My life is a carousel ride, a never-ending ‘round and ‘round, busier and busier, sometimes steadier than others and as dizzying as it is at times, I can’t seem to get off the carousel, nor most of the time of the time do I truly want to. I may change horses, get a different vantage point, but generally I’m going ‘round and ‘round at a pace that can be daunting at times to others.
While some of what I do appears altruistic, it really is more selfish than anything else. Even when I’m doing something for others, I’m doing it for me. I’m getting pleasure out of it. The by-product is that I get to help someone else, support something or someone in an organization or effort, but in the end, I reap far more. That’s what it’s about; fulfilling my own life in ways tangible and sometimes intangible.
I bite off more than I can chew, although I’m getting better about understanding my own limitations. As I remarked earlier tonight to a friend; there’s many a time I sign up to do something good for an organization that I wake up at what feels like an ungodly hour (although it might feel a bit late for someone else) and wonder what ever possessed me to say I’d do such a thing. What’s wrong with me? But in the end, I’m glad I did.

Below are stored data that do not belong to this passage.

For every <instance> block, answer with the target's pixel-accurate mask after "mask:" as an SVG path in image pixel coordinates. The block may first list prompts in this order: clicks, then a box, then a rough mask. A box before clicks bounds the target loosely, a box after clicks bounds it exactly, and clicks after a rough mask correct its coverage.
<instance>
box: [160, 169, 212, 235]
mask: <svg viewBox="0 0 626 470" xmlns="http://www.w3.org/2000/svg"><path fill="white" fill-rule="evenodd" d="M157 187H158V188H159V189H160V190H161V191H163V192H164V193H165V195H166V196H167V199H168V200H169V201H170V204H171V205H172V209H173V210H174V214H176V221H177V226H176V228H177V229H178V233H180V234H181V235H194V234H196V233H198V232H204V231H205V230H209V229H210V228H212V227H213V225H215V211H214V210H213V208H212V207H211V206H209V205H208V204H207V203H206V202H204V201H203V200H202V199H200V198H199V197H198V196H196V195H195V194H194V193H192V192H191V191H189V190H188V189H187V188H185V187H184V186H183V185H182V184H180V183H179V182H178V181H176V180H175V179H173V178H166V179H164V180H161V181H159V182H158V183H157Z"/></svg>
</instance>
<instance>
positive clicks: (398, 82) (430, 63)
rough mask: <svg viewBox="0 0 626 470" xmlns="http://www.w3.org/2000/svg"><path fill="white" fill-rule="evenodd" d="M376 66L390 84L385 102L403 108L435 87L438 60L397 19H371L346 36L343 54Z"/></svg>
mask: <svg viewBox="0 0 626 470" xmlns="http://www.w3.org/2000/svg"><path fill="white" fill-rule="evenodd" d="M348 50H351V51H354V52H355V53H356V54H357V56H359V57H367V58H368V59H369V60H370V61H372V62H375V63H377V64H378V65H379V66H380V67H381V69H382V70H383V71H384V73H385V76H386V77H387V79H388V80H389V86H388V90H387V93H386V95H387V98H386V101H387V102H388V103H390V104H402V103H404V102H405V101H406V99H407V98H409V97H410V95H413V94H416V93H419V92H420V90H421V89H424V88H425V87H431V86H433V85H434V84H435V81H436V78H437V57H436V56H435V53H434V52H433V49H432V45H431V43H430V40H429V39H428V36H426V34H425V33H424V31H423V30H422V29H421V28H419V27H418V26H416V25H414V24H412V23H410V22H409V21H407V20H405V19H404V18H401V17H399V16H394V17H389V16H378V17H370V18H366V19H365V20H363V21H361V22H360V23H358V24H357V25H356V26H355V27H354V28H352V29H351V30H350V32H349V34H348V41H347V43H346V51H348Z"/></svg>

I’ve lived a fairly solitary life for quite a long time. Given the amount of activity that I’m involved in and the people I do many things with (let alone my family), that may seem like a bit of a foolish statement. But I mean on a personal level – I’m on my own. I have four children, my mom and countless friends – but I don’t have anyone that I’m sharing my life with as a couple. While this sometimes is a bit of a concern for me because I miss having someone special in my life, I also wonder what it would be like to lose the freedom I have. My kids are grown. There’s no one to answer to, no one to confer with when I change my mind and make a split decision to do something totally different than what I had planned to do. After a life with many restrictions, as every parent and partner often has, there’s a bit of delicious freedom that I embrace wholeheartedly. I’m not sure I could give that up or would even want to.
This is a time in my life that many people warned me about. My children are now older as am I. I heard whisperings of empty nest soon to come and there were those that felt I became a Big Sister because my children were getting older and I felt twinges of loneliness. While I do miss my kids tremendously as they move further on in their own life paths, I do not feel as if my life has diminished in any way. I have even more time to do many of the things that I put on hold or hoped to do ‘someday’ and much of it I get to do with my kids as well still. As my responsibilities have lessened in some areas, I’ve quickly filled those openings with other things that mean something to me.
While the carousel spins ‘round and ‘round, sometimes at a breakneck speed, there are times when I am purely exhausted. Most of the time, however, I am exhilarated that I get to have all of these experiences; that my life is so full with so many good things. I am a lucky woman that is grateful for the ride.